Posts

Comments

Comment by george robinson (george-robinson) on SAE feature geometry is outside the superposition hypothesis · 2024-07-08T16:40:01.640Z · LW · GW

This is probably just the way I've seen features/interpretability explained - the features on one layer are thought of as relevant combinations of simpler features from the previous layer (this explanation in particular seems to be the standard one for features of image classifiers). This is certainly simplistic since the higher level features are probably much more advanced functions of the previous layer rather than just 'these n features are all present'. However for understanding some geometry I think it could be interesting. 

For example, you can certainly build a simplicial complex in the following way: let the features for the first layer be the 0-simplices be the first layer. For a feature F on the n-th layer, compute the n most likely features from the previous layer to fire on a sample highly related to F, and produce an (n-1)-simplex on these (by most likely, I mean either by sampling or there may be a purely mathematical way of doing this from the feature vectors). This simplicial complex is a pretty basic object recording the relationship between features (on the same layer, or between layers). I can't really say whether it would be particularly easy to actually compute with, but it might have some interesting topological features (e.g. how easy is it to disconnect the simplex by removing simplices, equivalently clamping features to zero).
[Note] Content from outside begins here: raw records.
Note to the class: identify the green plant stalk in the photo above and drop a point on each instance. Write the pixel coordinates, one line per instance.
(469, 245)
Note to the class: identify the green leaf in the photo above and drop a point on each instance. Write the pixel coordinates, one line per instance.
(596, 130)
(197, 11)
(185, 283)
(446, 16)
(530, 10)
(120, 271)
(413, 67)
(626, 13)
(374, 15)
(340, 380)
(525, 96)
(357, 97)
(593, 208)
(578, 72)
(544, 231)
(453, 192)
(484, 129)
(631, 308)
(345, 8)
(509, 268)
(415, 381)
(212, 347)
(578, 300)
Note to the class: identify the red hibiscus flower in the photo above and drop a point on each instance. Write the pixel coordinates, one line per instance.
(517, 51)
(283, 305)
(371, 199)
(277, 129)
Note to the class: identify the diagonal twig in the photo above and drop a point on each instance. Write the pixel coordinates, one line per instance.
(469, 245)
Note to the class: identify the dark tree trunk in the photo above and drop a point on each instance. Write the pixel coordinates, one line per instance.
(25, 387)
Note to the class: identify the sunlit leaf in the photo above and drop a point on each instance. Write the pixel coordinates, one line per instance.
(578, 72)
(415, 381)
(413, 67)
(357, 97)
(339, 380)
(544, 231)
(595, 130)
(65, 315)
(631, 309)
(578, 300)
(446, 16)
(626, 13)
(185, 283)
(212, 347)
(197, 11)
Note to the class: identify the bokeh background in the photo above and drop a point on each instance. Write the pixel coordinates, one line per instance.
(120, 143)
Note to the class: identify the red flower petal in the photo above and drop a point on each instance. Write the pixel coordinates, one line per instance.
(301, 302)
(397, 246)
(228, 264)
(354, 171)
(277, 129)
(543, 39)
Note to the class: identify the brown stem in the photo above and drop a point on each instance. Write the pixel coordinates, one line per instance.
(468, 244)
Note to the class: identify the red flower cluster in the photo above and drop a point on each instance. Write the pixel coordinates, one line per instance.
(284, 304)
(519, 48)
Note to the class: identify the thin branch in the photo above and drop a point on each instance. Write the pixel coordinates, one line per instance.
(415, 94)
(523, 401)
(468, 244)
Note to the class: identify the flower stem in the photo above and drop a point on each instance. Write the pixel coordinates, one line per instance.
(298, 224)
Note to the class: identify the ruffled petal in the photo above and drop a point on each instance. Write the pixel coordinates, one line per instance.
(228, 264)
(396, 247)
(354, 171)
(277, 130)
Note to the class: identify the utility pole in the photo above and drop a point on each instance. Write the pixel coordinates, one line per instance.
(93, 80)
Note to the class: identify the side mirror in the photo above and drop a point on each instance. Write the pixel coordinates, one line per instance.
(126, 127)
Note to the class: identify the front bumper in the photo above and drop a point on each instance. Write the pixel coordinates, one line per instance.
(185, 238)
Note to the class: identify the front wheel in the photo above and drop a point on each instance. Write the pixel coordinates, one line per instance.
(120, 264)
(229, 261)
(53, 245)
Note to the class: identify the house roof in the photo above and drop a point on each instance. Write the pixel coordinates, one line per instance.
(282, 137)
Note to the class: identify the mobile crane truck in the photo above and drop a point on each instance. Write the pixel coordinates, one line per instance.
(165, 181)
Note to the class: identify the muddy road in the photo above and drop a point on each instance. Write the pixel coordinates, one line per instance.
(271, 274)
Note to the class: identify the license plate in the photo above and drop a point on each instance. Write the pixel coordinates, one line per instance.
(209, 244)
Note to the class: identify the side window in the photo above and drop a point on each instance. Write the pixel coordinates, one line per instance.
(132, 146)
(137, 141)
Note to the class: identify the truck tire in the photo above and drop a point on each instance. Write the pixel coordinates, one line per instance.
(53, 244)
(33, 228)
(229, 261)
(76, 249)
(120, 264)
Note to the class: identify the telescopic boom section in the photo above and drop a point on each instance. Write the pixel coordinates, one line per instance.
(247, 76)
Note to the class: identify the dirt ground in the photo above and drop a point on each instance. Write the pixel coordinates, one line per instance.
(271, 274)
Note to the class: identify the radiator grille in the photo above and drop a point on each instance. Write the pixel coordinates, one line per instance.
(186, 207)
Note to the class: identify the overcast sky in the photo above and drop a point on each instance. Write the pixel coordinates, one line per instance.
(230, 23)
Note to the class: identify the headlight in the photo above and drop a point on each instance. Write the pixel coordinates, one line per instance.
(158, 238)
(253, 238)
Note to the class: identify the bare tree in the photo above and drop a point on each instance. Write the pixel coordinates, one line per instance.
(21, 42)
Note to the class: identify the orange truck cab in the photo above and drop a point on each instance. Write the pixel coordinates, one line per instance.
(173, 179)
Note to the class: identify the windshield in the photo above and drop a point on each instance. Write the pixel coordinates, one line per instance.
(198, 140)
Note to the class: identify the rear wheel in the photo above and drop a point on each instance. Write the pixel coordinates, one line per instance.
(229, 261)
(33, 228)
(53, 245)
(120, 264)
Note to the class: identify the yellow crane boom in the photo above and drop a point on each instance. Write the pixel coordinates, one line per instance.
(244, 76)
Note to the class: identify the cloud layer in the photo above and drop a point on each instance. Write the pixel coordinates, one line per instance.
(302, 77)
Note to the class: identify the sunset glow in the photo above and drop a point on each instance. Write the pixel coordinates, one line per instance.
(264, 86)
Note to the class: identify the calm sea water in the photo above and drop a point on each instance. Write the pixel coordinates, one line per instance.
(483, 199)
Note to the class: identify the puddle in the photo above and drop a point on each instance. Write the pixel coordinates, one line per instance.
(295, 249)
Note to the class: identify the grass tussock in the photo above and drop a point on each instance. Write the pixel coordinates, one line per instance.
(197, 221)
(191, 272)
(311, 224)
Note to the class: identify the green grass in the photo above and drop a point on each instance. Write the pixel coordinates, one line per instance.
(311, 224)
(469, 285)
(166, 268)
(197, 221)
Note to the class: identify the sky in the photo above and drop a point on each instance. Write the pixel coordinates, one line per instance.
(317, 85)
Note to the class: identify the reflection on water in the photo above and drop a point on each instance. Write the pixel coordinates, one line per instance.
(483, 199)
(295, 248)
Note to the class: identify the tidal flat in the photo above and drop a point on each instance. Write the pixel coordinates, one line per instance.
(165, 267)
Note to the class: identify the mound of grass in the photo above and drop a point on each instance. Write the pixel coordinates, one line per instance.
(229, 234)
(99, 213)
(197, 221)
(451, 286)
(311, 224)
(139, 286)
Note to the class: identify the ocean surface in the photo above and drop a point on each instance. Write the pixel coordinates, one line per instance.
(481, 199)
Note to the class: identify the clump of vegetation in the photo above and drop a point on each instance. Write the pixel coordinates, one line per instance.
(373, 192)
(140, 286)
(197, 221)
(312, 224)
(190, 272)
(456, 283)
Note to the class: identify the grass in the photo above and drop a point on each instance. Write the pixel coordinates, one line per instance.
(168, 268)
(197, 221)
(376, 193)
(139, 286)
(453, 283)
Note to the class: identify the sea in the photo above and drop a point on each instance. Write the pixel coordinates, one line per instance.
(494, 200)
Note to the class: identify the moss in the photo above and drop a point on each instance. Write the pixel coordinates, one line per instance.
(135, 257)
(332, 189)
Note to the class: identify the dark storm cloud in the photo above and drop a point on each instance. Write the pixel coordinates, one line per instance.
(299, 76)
Comment by george robinson (george-robinson) on SAE feature geometry is outside the superposition hypothesis · 2024-06-25T18:19:13.046Z · LW · GW

Interesting post thanks! 

I wonder whether there are some properties of the feature geometry that could be more easily understood by looking at the relation between features in adjacent layers. My mental image of the feature space is something like a simplicial complex with features at each layer n corresponding roughly to n-dimensional faces, connecting up lower dimensional features from previous layers.